Updated: Feb. 16, 2024, at 5:08 p.m.
A diversity executive discussed diversity in corporate spaces and her professional journey at the School of Media and Public Affairs last week.
Sharifa Anderson — the senior vice president and chief diversity and inclusion officer at Fannie Mae — said companies’ diversity and inclusion work should go beyond appointing a diversity officer and ensure everyone in an organization is supporting and sharing its efforts. The conversation with School of Business interim dean Vanessa Perry on Thursday was part of the school’s Diversity and Allyship Week.
Anderson said her work before her current role at Fannie Mae as an associate at various private law firms and attorney at the U.S. Department of Housing and Urban Development already promoted diversity and inclusion, but wasn’t centered on the subject.
“That work was very much about expanding access, whether it was building affordable housing, partnering with companies to come up with innovative solutions to increase access to credit,” Anderson said. “And so in many ways it felt like I was doing the work of diversity and inclusion, though not in a dedicated role.”

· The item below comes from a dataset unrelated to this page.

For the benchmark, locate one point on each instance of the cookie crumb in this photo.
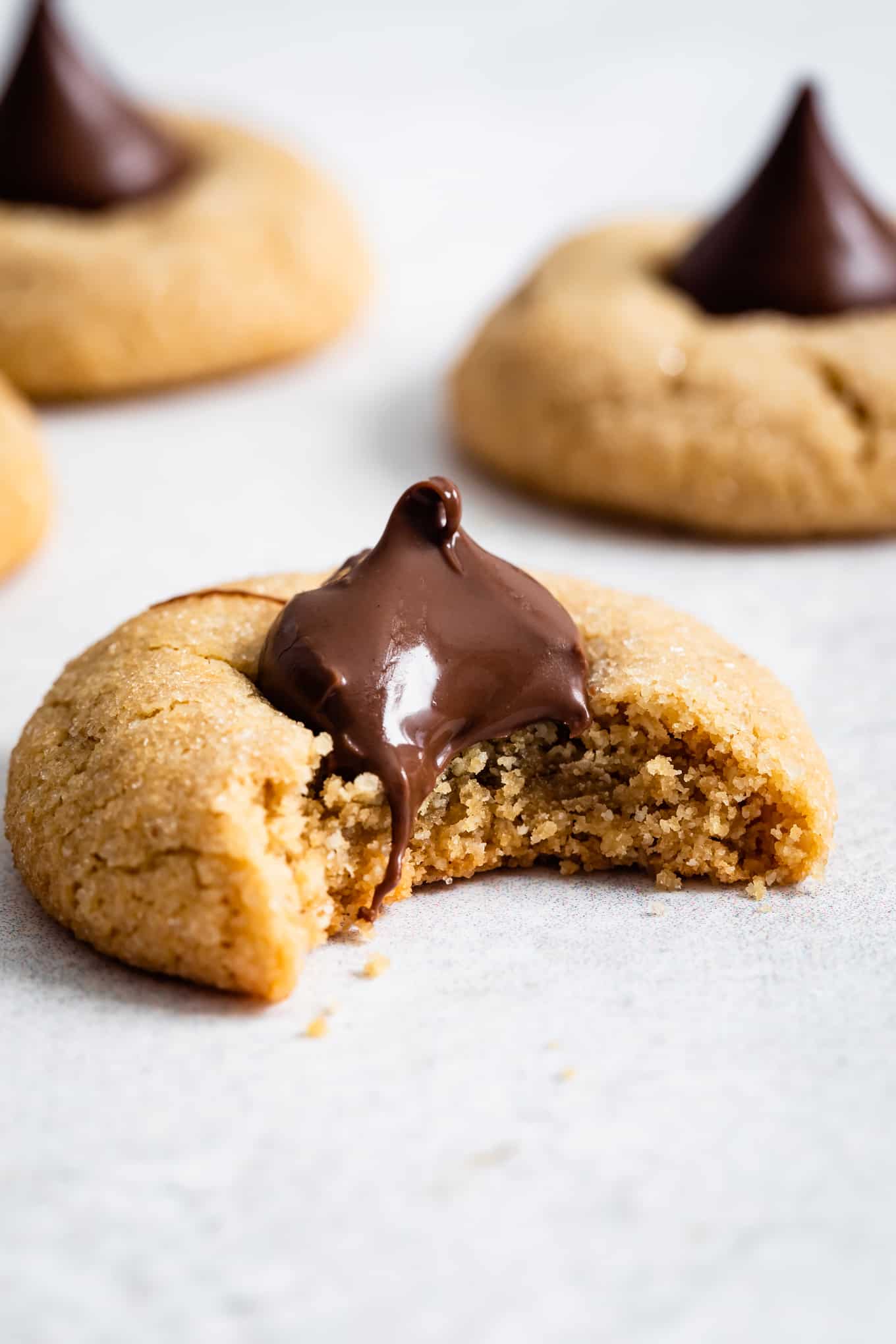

Anderson said she has been exposed to racial, ethnic and socioeconomic diversity as the daughter of two immigrants from Jamaica who grew up in the Jamaica Plain neighborhood of Boston, Massachusetts. She said her community’s limited resources inspired her to become a lawyer so she could expand access and opportunity for others.
Anderson said Fannie Mae’s business at a “basic level” is to buy and sell mortgages to investors, giving mortgage banks more money to create more mortgages for prospective homeowners.
“I think we are thinking more deeply today than we ever have before about what it means to provide liquidity in a way that we’re serving all of the communities, in particular communities that haven’t been served,” Anderson said.
Anderson said much of the diversity and inclusion work at Fannie Mae addresses appraisal bias, which devalues the worth of homes belonging to marginalized groups. Homes in Black neighborhoods have a 21 to 23 percent lower appraisal value than what their valuations would be in non-Black neighborhoods, according to a 2022 Brookings report.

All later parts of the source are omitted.